Standardize your pain tray. Do you really need more than 1 pain procedure tray? You can save time and money if you standardize your pain trays. It took us a few attempts to get it right, but we've found the perfect bare minimum: 27Gx11/2 needle, 18Gx11/2 needle, 22Gx31/2 needle and a 20Gx31/2 Touhy needle, a loss-of-resistance syringe, 10cc syringe, 3cc syringe, sterile drape, 3x3 sterile gauze and skin-cleaning applicators. We save time because we don't have to worry about which tray we pull for a case. We've leveraged volume discounts to negotiate better prices on our trays.
Save the sedation. Sedating pain patients for such routine procedures as lumbar epidurals wastes time and money. It almost takes more time to sedate and recover patients than it does to perform most pain procedures. Our nurses are skilled at talking patients through procedures. We do sedate for such lengthier procedures as lumbar discograms (sedation also makes this a more objective procedure), spinal cord stimulator trials and sometimes for cervical rhizotomies.
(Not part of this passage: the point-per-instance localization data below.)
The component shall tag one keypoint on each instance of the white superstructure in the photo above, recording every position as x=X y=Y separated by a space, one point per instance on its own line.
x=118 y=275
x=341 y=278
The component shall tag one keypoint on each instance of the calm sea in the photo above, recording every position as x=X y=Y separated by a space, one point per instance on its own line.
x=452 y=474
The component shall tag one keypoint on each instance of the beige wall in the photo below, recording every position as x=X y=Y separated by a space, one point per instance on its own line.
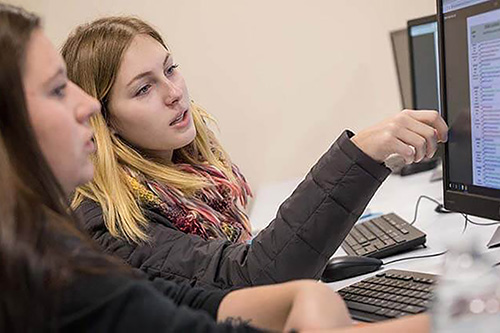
x=283 y=77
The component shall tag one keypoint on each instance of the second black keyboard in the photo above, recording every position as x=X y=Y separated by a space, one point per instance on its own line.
x=390 y=294
x=382 y=236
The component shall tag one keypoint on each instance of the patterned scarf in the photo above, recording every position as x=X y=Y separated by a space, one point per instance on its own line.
x=214 y=212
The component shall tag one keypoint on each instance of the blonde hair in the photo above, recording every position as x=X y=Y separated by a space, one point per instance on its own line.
x=93 y=54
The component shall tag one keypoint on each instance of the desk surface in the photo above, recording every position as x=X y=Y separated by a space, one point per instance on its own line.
x=399 y=195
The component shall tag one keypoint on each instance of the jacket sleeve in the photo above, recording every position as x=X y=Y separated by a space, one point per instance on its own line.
x=119 y=304
x=308 y=228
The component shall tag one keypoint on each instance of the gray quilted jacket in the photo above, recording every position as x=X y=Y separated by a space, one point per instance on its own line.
x=308 y=228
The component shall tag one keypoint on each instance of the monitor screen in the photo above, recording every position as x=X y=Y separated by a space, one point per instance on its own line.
x=470 y=72
x=424 y=62
x=400 y=49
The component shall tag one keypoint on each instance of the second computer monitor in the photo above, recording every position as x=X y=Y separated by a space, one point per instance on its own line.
x=470 y=44
x=424 y=62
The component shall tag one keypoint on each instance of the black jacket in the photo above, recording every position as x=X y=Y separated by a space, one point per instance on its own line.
x=310 y=225
x=114 y=303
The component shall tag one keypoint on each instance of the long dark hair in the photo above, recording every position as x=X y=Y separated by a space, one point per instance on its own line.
x=40 y=246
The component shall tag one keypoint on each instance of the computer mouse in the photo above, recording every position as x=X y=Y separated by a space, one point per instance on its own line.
x=340 y=268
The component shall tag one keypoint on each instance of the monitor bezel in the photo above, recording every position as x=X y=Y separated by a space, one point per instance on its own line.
x=409 y=25
x=462 y=202
x=406 y=104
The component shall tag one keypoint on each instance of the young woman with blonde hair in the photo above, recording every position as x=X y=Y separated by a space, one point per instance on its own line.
x=52 y=279
x=167 y=198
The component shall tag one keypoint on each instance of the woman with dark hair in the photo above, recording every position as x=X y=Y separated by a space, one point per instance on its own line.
x=51 y=277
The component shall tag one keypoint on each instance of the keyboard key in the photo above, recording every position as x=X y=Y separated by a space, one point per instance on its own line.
x=362 y=307
x=412 y=309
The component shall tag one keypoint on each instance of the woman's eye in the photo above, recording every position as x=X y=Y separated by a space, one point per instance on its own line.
x=60 y=91
x=170 y=70
x=144 y=90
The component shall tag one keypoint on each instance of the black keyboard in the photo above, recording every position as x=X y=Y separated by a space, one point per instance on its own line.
x=382 y=236
x=390 y=294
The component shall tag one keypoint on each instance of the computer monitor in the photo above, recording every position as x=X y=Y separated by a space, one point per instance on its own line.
x=401 y=52
x=424 y=62
x=469 y=33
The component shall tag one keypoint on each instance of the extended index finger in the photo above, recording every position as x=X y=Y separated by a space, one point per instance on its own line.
x=432 y=118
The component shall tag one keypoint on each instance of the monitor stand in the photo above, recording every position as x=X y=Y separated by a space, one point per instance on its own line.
x=495 y=240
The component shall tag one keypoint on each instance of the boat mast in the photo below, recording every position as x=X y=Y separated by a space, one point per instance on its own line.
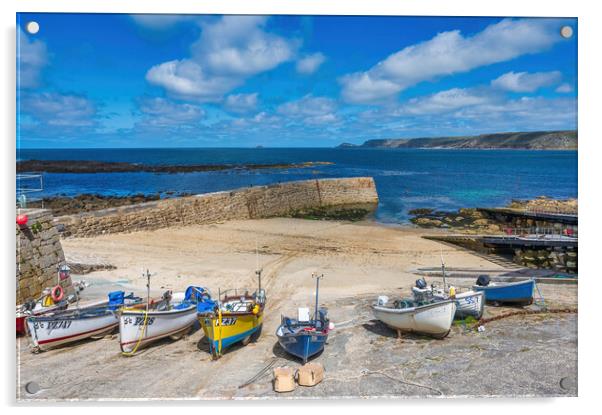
x=318 y=277
x=257 y=269
x=443 y=273
x=147 y=288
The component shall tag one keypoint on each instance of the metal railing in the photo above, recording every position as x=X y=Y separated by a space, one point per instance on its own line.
x=550 y=210
x=28 y=185
x=538 y=231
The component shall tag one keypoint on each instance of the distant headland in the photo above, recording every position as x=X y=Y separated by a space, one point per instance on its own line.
x=533 y=140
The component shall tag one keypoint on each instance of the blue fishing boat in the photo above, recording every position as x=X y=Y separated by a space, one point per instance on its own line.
x=304 y=337
x=520 y=292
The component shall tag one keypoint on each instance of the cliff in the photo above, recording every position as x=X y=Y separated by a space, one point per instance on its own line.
x=536 y=140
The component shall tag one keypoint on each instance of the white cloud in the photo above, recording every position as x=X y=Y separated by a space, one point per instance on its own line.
x=564 y=88
x=310 y=63
x=59 y=110
x=161 y=112
x=188 y=79
x=241 y=103
x=312 y=110
x=161 y=21
x=32 y=56
x=446 y=54
x=526 y=82
x=472 y=110
x=229 y=51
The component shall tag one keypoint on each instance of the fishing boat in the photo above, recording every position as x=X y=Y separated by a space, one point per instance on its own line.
x=433 y=317
x=236 y=317
x=172 y=317
x=51 y=300
x=304 y=337
x=66 y=326
x=469 y=303
x=520 y=292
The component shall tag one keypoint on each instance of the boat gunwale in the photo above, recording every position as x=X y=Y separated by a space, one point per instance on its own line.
x=504 y=284
x=73 y=314
x=301 y=333
x=155 y=313
x=412 y=309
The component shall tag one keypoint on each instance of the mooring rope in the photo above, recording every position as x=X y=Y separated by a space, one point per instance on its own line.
x=402 y=381
x=261 y=373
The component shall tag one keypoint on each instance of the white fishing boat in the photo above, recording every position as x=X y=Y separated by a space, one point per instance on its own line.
x=433 y=318
x=469 y=303
x=48 y=331
x=140 y=325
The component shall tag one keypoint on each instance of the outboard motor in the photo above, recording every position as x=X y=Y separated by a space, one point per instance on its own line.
x=163 y=305
x=29 y=305
x=421 y=283
x=483 y=280
x=421 y=291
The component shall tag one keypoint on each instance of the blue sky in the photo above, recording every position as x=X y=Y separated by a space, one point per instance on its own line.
x=110 y=80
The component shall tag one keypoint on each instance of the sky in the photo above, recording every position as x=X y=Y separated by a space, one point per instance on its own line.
x=131 y=81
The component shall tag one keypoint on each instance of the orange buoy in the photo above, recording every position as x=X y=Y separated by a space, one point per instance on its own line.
x=22 y=220
x=57 y=293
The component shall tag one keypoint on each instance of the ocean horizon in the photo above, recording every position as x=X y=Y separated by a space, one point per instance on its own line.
x=441 y=179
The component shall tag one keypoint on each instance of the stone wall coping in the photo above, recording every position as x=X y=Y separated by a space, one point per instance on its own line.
x=153 y=204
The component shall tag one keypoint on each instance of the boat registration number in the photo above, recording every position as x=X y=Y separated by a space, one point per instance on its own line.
x=138 y=321
x=228 y=321
x=53 y=325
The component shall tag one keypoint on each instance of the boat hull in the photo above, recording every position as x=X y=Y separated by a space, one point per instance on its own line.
x=47 y=332
x=468 y=304
x=302 y=345
x=433 y=319
x=134 y=333
x=236 y=327
x=514 y=292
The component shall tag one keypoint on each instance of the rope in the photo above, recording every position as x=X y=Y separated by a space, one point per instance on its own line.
x=261 y=373
x=365 y=372
x=402 y=381
x=142 y=333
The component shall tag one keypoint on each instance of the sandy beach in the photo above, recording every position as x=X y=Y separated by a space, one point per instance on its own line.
x=359 y=261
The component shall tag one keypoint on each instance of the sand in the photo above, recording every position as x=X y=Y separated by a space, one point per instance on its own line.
x=359 y=261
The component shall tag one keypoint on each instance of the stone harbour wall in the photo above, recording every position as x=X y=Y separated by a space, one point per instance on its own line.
x=248 y=203
x=39 y=254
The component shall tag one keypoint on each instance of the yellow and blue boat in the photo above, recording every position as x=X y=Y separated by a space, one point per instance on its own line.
x=236 y=317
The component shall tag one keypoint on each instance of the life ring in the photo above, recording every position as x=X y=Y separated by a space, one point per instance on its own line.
x=57 y=293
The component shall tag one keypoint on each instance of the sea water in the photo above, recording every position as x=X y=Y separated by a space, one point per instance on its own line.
x=405 y=178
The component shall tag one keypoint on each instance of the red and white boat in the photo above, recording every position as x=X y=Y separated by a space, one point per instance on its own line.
x=48 y=331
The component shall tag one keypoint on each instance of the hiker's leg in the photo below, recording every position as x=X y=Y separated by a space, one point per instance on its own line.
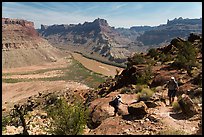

Keep the schedule moving. Appointments for new patients or re-evaluations (patients we haven't seen in 6 months or more) are 30 minutes long. We want to allow enough time so that patients feel taken care of. But for at least 1 hour each day, and sometimes 2, we'll shift to 20-minute appointments for repeat, routine patients. We do the procedure, and then turn the room over quickly. Reserving 1 or 2 hours of your day to treat 3 patients instead of 2 adds 1 or 2 procedures to your day — and to your bottom line — without additional staffing. The key to making this happen is stacking at least 3 routine cases on the schedule.
Invest in a Super C-arm. You'll pay more for a C-arm with a larger opening, but it's an option that's well worth it. Oftentimes, physicians want the C-arm angled so that they can get an optimal view of the site they want to inject. A Super C-arm makes this easy. If your docs can't see what they want to see, it'll take longer to do the procedure.